Mon Dieu, mon Dieu, où suis-je tombée? Il y a en ce moment à Huanchaco (je ne sais pas si c’est habituel) un rassemblement de membres d’une secte péruvienne, le Peuple d’Ézéquiel, aussi dits Israélites du Nouveau Pacte (ou quelque chose du genre).

Apparemment née d’une scission d’avec les Adventistes du septième jour, la secte des Israélites allie culture inca et Ancien Testament dans un magma de croyances qui voulaient que leur prophète autoproclamé meure crucifié par l’Église catholique en l’an 2000 (ce qui devait coïncider avec la fin du monde), après quoi son corps resté sans sépulture pendant trois jours s’élèverait au ciel ou ressusciterait ou je ne sais plus quelle autre sornette, prédiction qu’ils ont dû corriger quand ledit prophète est tout bonnement mort d’une crise cardiaque bien avant son temps. Heureusement, le bonhomme Ézéquiel, avant de passer l’arme à gauche, avait eu la prévoyance de désigner son éventuel successeur en la personne de son propre fils, lequel, puisque le père était le fils de Dieu en personne, se trouve à être son petit-fils (me suivez-vous?).

Pour résumer, les Israélites du Nouveau Pacte sont convaincus que le Pérou est une terre sainte et qu’un bon jour des chariots de feu les emmèneront vivre la vie éternelle sur une autre planète après un paquet de péripéties dont je vous épargne le détail.
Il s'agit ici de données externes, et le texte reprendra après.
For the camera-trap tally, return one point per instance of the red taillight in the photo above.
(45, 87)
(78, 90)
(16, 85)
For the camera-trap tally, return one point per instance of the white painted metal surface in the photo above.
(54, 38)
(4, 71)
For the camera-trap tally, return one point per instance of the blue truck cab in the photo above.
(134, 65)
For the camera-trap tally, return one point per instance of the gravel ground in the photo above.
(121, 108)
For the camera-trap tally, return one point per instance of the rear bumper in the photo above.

L’être humain ne cessera jamais de m’étonner.

Je loge dans une petite pension tenue par un jeune couple néerlando-péruvien pourvu d’un adorable bébé d’un an et demi. Voyez comme je suis pognée dans mes stéréotypes de genre, j’étais sûre que c’était une fille à cause de ses cheveux longs réunis en petite couette frisée au sommet de sa tête. On s’en fout, mais pas tant que ça puisque le papa s’est empressé de me détromper. En tout cas, j’ai rarement vu un bébé aussi joyeux. Il rigole tout le temps, il jase, il gazouille, on s’aime déjà bien tous les deux.

J’ai fait aussi la connaissance d’un couple de Français, Adèle et Romain, qui étaient venus passer trois jours et qui restent collés depuis deux semaines, conquis par la gentillesse des hôtes, les bonnes vibrations, les ondes positives, le surf, l’énergie vitale qui se dégage des murs et des plafonds, name it. Ils m’ont raconté que, hier, ils ont fait l’expérience du venin de crapaud amazonien, que leur a instillé un couple d’Allemands qui revenait de la jungle. Une expérience spirituelle fantastique, un rituel magique, un instant de pure vérité, je ne vous dis que ça. Paraît que ça te guérit de tout, même de ce que tu sais pas que t’as.

Une chance que j’étais pas là.

Il y a un autre couple, italo-néerlandais celui-là, qui voyage avec un bébé d’un an et demi lui aussi. Luca (le bébé) est malade depuis quelques jours, ses parents lui donnent un antibiotique pour le soigner. Un enfant aux couches qui souffre de diarrhée, mettons que tu veux que ça se règle au plus sacrant, autant pour lui que pour toi. Regard désolé d’Adèle, qui révèle aux parents que tout ça peut se soigner naturellement, sans antibiotiques, qui sont full mauvais por el cuerpo… et qui, 15 minutes plus tard, se roule et fume une cigarette, chose qu’elle et son chum font je ne sais combien de fois par jour.

L’être humain, je vous jure, ne cessera jamais de m’étonner.

Bon, je me moque un peu, mais pour vrai, toutes ces personnes sont d’une gentillesse infinie. J’ai juste un peu peur qu’ils m’offrent un massage dans le genre de ceux qu’ils se donnent mutuellement tout bonnement en conversant (mon corps, c’est mon corps, ce n’est pas le tien…) ou qu’ils découvrent que je suis complètement insensible aux ondes positives. Et que j’aime bien le cochon de lait grillé.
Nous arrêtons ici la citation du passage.